En 1998, accompagnés de mes amis Sarah Khalfallah, fondatrice de l’association MondialContact – Cultures et citoyennetés, et Alain Devegney, sous-brigadier de gendarmerie, nous posions une première question de recherche : Quels rôles la police peut-elle tenir dans les processus d’intégration et dans un cadre d’immigration? Quels liens, quelles relations peut-on établir entre ces processus, les réalités sociales et les cadres de référence des uns et des autres?

Nous proposions une hypothèse de travail : Les membres de la société d’accueil, les façons de faire, d’agir et de vivre des personnes venant d’ailleurs peuvent paraître surprenants, voire parfois troublants. De même que la personne d’origine étrangère peut ne pas comprendre les règles sociales, civiles, économiques et politiques de la société d’accueil. Les qualités de perception et la juste compréhension des différents rôles de la police dépendent des facteurs de socialisation et d’intégration de la personne d’origine étrangère.

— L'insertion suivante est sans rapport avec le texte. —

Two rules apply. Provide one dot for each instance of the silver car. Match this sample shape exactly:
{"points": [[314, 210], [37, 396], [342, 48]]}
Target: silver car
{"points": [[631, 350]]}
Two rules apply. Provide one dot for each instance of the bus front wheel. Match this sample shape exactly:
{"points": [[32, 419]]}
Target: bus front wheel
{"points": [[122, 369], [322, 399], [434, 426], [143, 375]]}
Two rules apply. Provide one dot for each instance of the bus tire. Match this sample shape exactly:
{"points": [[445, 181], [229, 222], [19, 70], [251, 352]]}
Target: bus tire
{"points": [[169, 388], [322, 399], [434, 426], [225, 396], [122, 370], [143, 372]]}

Sur la base de ces réflexions une action de sensibilisation aux relations interculturelles et communautaires a été mise en place. Les objectifs devaient être atteints par une approche de terrain dans le cadre d’une police de proximité et par une approche de formation qui a été destinée au personnel du Département de Justice et Police. Il était important pour nous de :

  • Etablir des liens constructifs entre le personnel concerné et les communautés étrangères.
  • Identifier les difficultés d’adaptation et d’intégration relatives au déracinement et à la migration;
  • Identifier les difficultés et les questionnements au niveau des pratiques policières en milieu pluriculturel;
  • Sensibiliser les personnes immigrées aux règles civiles de la population d’accueil;
  • Sensibiliser et former la police aux réalités et aux mutations de la société genevoise pluriculturelle, ainsi qu’à l’adaptation des pratiques à ces éalités;
  • Faire participer les communautés aux différents programmes de prévention mis en place par la police;
  • Recenser les problématiques, analyser et élaborer des stratégies d’intervention et de médiation.

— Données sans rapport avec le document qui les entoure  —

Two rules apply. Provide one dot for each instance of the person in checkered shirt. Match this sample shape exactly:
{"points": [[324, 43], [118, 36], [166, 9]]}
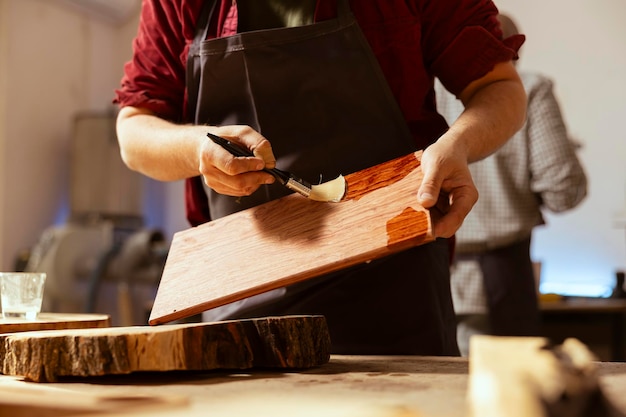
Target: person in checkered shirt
{"points": [[494, 288]]}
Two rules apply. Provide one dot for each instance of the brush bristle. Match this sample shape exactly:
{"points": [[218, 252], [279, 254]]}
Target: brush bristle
{"points": [[330, 191]]}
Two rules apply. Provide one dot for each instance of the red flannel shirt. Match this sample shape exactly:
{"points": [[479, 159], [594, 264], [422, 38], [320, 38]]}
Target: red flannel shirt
{"points": [[457, 41]]}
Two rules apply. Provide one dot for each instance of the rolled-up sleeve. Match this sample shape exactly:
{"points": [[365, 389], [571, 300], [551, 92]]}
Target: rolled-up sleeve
{"points": [[154, 78], [465, 41]]}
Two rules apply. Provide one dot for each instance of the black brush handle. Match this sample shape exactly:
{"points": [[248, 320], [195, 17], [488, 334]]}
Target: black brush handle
{"points": [[237, 150]]}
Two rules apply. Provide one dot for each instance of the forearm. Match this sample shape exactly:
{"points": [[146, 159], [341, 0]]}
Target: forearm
{"points": [[157, 148], [494, 111]]}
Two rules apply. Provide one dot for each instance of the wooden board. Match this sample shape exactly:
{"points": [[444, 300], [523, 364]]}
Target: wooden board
{"points": [[270, 342], [293, 239], [55, 321]]}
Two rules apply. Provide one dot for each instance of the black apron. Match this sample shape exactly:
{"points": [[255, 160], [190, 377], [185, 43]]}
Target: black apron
{"points": [[317, 93]]}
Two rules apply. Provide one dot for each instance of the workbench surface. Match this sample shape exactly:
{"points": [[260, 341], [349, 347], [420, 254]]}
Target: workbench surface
{"points": [[364, 386]]}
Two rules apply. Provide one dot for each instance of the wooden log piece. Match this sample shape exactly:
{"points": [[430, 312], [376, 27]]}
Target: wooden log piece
{"points": [[270, 342], [293, 239], [526, 376]]}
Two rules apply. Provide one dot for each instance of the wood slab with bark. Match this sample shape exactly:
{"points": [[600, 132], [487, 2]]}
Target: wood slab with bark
{"points": [[269, 342], [293, 239]]}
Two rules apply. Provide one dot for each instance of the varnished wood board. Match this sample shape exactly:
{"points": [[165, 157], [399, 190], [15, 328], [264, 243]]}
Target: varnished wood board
{"points": [[269, 342], [55, 321], [293, 239]]}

En conclusion travailler l’approche migrant-policier nécessite comme nous l’avons vu, que la police se sente concernée, mais avant tout qu’elle collabore mieux avec le monde associatif et les migrants, et qu’en commun, ils prennent en compte que les difficultés rencontrées sont de l’ordre des représentations sociales portées sur l’autre, sur les approches différentes de pensées, sur les identités parfois antagonistes, et d’ailleurs des peurs de perdre ces identités, et sur la confiance qu’on peut avoir ou ne pas avoir à résoudre les conflits (et pas nécessairement que des enquêtes judiciaires), ainsi devoir faire des compromissions ; qu’ils échangent des points de vue et des savoir-faire et qu’ensembles ils acquièrent une meilleure connaissance du terrain. Ceci sans oublier, au préalable, qu’il faut absolument négocier des mandats institutionnels clairement définis par nos leaders politiques, de façon à ce que chaque acteur puisse définir sa spécificité, combattre le cloisonnement institutionnel et compter sur des coordinations qui soient dirigées par de véritables professionnels en éducation interculturelle.

Biblographie :

DELACHAUX, P. (2003). Flic de Quartier. Genève : Zoé
L’HEUILLET, H. (2001). Basse politique haute police : une approche historique et philosophique de la police. Paris : Fayard.
MONJARDET, D. (1996). Ce que fait la police. Sociologie de la force publique. Paris : Découverte.